The LOAD TABLE statement efficiently imports data from a text or binary file into an existing database table. The statement loads data into column indexes created automatically or defined by users.
The permissions needed to execute a LOAD TABLE statement are set on the server command line, using the -gl option. Sybase recommends the -gl all setting, which allows any user to load or unload a table. This is the default setting set by start_iq. If -gl all is set, you must be the owner of the table, have DBA authority, or have ALTER permission, in order to use the LOAD TABLE statement. You also need INSERT permission on the table.
For a description of input file error handling during loads, see the description of the ON FILE ERROR load option in the LOAD TABLE statement in Reference: Statements and Options.

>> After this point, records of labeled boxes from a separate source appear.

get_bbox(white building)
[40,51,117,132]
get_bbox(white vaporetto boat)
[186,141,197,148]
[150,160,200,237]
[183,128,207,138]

LOAD TABLE supports loading of large object (LOB) data. See Unstructured Data Analytics in Sybase IQ.
To load large amounts of data, most users create command files. To create a command file, follow the instructions in Chapter 2, “Using Interactive SQL (dbisql),”in the Utility Guide.
When you issue the LOAD TABLE statement for an IQ table, a savepoint occurs automatically before the data is loaded. If the load completes successfully, Sybase IQ releases the savepoint. If the load fails, the transaction rolls back to the savepoint. This approach gives you flexibility in committing transactions. For example, if you issue two LOAD TABLE commands, you can ensure that either both commands commit or neither commits.
When you issue LOAD TABLE for a catalog store table, there is no automatic savepoint. If the load succeeds, it commits automatically. If the load fails, it rolls back. You cannot roll back a successful load of a catalog store table.
For more information on transaction processing, see Chapter 10, “Transactions and Versioning”.
LOAD TABLE allows you to control load behavior when integrity constraints are violated and to selectively log information about the violations. You can specify whether to ignore UNIQUE, NULL, DATA VALUE, and/or FOREIGN KEY constraint violations that occur during a load and the maximum number of violations to ignore before initiating a rollback. You can also direct the load to log information about specific types of integrity constraint violations both per violation in a message log and per row in a row log.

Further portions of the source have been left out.